Updated: May 24
Photo Credit: Ian D'Andrea (https://commons.wikimedia.org/wiki/File:Josh_Donaldson_(33639739158)_(cropped).jpg)
In another era, it probably wouldn’t have been a story. Eighty years ago, there weren’t many baseball fans who knew the name Jackie Robinson. A lot has changed since the day in 1947 when Robinson suited up for the Brooklyn Dodgers. Maybe Josh Donaldson hasn’t noticed.
The MLB has handed Donaldson a one-game suspension resulting from a comment he made to Chicago White Sox shortstop Tim Anderson. Donaldson, who plays third base for the New York Yankees, made a point to say to Anderson, who is black, “Hey Jackie” at least twice as he rounded second base in the first and third innings. The second time, Anderson and Donaldson exchanged a few more pleasantries, with Anderson in particular needing to be restrained by teammate Leury Garcia and third-base coach Joe McEwing.
When Donaldson strode up to bat in the sixth inning, you-know-what hit the fan. Benches cleared. Players shoved and grappled with each other - you know - the way people fight when all they really want to do is look tough for their teammates.
Once the dust settled, both teams continued to play ball uninterrupted. But after the game, the White Sox players continued to throw shots at Donaldson.
“He made a racist comment, Donaldson,” said White Sox manager Tony LaRussa.
“There’s no way you’re allowed to say something like that,” said catcher Yasmani Grandal, “It’s unacceptable.”
“Basically tried to call me Jackie Robinson, ‘What’s up, Jackie?’” Anderson said. “I don’t play like that. I don’t need to play at all. I wasn’t really bothering nobody today, but he made a comment, and it was disrespectful, and I don’t think it was called for.”
It’s not a good look for Donaldson, who has had several spats with Anderson and other White Sox players in the past. In fact, maybe if it hadn’t been Donaldson who said it, no one would have gotten upset and we wouldn’t have to dissect a short exchange between two baseball players. Unfortunately for Donaldson, his reputation precedes him.
For his part, Donaldson does not deny calling Anderson “Jackie” but suggested to the media that it was an inside joke, and a reference to Anderson calling himself “today’s Jackie Robinson” in a Sports Illustrated interview in 2019.
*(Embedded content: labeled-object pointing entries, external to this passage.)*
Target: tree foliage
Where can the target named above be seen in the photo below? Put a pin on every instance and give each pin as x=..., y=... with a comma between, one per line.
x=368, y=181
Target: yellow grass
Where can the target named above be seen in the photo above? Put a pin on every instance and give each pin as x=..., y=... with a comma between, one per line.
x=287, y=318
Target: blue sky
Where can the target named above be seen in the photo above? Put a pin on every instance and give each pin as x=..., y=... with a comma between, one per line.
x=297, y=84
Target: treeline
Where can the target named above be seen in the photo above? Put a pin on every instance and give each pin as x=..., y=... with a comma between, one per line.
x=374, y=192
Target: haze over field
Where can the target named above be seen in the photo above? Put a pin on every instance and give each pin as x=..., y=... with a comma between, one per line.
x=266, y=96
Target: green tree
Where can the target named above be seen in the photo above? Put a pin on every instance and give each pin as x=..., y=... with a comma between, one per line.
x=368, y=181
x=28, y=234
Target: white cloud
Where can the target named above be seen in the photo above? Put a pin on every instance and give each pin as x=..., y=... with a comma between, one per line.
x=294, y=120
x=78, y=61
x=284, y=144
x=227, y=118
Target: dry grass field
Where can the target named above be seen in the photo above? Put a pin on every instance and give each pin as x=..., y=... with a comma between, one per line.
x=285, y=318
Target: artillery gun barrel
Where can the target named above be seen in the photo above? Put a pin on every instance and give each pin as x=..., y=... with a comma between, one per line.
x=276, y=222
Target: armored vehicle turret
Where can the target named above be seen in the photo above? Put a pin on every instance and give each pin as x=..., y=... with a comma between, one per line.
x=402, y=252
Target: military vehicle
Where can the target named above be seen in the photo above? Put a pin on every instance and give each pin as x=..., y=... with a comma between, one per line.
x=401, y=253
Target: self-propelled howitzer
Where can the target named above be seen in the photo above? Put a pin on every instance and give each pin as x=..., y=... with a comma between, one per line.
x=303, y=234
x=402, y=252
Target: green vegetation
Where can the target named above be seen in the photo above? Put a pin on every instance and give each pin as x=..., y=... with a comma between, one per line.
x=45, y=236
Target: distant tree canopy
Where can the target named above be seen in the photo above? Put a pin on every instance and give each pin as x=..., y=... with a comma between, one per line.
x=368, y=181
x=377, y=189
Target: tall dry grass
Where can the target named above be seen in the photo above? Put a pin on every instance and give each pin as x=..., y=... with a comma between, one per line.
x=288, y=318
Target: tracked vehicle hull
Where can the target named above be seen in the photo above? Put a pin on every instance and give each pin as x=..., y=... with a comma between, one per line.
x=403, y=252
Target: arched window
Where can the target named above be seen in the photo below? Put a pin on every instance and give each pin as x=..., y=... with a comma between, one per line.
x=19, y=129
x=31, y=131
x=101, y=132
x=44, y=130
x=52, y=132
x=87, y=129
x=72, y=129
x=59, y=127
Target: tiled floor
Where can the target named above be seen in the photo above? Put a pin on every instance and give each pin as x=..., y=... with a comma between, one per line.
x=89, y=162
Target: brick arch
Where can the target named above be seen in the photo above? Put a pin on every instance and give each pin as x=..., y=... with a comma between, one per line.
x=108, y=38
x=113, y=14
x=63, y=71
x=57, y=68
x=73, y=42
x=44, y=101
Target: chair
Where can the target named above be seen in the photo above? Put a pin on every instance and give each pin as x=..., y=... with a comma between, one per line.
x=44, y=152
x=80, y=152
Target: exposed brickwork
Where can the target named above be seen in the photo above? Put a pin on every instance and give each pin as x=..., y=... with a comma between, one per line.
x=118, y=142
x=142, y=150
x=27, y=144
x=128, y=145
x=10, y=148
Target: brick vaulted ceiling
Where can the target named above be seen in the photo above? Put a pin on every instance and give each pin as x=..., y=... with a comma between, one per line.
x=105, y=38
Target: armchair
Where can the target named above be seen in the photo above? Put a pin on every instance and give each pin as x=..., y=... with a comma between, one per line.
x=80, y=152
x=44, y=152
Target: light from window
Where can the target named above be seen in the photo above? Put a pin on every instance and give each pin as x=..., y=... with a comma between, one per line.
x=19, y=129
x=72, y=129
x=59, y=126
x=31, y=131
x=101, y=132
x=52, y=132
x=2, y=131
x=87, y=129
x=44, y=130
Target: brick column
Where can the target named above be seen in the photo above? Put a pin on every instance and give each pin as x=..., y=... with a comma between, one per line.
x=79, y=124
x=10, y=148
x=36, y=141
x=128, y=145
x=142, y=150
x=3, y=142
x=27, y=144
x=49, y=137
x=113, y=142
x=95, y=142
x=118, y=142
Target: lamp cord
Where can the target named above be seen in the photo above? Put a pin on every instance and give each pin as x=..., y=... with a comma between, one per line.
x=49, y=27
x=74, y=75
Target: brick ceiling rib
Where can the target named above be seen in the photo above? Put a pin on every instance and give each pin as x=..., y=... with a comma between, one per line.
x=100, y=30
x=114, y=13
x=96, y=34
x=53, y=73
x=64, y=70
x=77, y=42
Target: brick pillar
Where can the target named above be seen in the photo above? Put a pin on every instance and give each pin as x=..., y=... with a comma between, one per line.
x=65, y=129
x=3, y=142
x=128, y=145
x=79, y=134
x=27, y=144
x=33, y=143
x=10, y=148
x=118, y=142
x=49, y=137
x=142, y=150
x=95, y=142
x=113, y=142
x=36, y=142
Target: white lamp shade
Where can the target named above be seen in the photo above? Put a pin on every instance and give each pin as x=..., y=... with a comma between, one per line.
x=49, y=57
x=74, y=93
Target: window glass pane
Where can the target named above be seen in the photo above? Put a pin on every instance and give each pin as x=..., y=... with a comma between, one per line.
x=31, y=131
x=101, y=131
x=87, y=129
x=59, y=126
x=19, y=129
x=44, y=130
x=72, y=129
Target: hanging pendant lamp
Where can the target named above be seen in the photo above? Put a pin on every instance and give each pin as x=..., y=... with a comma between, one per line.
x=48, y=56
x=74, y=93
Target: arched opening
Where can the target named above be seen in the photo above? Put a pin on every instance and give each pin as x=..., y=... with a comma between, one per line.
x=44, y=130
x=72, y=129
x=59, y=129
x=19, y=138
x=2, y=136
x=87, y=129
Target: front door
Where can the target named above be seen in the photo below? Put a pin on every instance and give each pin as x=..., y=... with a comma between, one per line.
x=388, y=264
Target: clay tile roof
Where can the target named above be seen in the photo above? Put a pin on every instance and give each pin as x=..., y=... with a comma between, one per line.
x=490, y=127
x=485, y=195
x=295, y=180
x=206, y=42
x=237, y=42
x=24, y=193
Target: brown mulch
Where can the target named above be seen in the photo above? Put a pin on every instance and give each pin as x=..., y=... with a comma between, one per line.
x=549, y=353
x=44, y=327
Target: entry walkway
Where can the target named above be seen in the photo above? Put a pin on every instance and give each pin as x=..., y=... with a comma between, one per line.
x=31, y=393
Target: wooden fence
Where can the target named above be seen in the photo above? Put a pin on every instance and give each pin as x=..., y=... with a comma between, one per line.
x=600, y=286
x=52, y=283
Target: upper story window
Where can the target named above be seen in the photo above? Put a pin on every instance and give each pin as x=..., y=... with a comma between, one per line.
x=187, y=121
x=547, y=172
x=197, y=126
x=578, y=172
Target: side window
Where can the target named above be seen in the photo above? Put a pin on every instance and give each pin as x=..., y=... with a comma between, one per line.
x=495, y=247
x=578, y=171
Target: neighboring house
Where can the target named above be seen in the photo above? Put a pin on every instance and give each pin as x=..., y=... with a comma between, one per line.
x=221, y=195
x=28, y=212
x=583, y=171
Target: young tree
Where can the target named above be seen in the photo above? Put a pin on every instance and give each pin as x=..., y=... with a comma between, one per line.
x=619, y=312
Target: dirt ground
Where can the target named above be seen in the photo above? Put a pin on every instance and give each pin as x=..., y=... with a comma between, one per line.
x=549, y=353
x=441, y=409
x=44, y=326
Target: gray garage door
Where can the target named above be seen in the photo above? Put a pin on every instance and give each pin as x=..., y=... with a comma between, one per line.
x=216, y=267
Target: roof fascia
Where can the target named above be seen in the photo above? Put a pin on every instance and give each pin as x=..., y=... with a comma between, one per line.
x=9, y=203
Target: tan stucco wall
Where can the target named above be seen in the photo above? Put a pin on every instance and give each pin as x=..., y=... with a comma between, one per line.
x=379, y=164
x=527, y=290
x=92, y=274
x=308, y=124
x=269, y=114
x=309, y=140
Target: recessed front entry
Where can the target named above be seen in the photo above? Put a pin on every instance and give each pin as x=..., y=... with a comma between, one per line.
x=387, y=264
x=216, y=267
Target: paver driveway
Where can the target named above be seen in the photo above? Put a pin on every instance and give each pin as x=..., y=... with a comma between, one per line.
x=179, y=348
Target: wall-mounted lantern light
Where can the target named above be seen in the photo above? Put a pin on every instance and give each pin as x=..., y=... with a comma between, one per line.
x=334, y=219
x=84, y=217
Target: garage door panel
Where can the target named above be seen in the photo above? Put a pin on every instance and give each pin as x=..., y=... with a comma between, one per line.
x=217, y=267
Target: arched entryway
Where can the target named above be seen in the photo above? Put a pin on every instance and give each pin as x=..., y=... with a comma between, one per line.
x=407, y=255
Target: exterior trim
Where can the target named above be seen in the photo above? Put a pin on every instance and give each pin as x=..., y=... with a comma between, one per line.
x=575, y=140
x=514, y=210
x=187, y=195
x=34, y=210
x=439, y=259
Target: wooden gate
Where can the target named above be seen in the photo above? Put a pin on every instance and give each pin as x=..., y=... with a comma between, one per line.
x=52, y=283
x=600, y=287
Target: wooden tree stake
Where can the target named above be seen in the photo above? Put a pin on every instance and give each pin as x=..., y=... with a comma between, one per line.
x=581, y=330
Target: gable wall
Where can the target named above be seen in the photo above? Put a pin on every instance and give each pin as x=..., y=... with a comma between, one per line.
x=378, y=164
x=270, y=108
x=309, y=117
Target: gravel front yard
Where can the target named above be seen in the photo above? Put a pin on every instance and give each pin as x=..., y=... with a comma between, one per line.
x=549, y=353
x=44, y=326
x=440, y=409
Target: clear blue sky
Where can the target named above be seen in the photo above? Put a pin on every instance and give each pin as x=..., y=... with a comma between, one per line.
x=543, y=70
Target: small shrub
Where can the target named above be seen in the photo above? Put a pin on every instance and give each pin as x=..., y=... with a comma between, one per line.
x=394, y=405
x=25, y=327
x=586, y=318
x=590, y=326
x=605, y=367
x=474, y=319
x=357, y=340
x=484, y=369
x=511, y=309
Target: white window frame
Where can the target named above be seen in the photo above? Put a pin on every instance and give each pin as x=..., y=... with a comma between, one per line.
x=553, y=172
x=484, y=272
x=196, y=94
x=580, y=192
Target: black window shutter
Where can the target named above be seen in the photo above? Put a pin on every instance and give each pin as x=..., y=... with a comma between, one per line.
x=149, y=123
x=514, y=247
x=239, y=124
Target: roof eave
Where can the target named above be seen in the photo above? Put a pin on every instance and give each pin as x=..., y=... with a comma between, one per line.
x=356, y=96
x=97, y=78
“I called him Jackie,” Donaldson said. “He came out with an interview that says he’s the new Jackie Robinson. We’ve actually joked about that. I’ve said it to him in years past, not in any manner [other] than just joking around.”
He’s entitled to his opinion. So is the public, though. And let me say, Josh, the verdict is in: no one is laughing.
The problem with Donaldson’s comment is that it was totally and completely unnecessary. He was trying to antagonize Anderson by using his comments in the SI article against him. Donaldson may not have been trying to be intentionally racist to Anderson, but he wasn’t trying to avoid a racial confrontation either. He wanted to say something specific that would bother the White Sox’s All-Star. At least he succeeded in that regard.
Donaldson also succeeded in getting himself a one-game suspension. Even Aaron Boone, Donaldson’s own manager, didn’t seem too thrilled about having to defend the former American League MVP.
“I don’t believe there was any malicious intent in that regard,” Boone said. “This is just somewhere, that in my opinion, he should not be going.”
Bingo for Boone! Isn’t this obvious? Maybe obvious to everyone but Donaldson, and that’s exactly the problem. It’s very concerning when someone has such a lack of awareness, especially in 2022 after the entire country dealt with the upheaval of the George Floyd protests.
Now, I don’t mean to crucify Donaldson for this. He screwed up. Royally. That doesn’t mean he can’t learn from this.
At the same time, the past few years have been a learning experience for a lot of Americans. Baseball, and America, have come a long way since Jackie Robinson broke the color barrier in 1947. Donaldson needs to start paying attention. The fact that he doesn't see this as a problem IS the problem.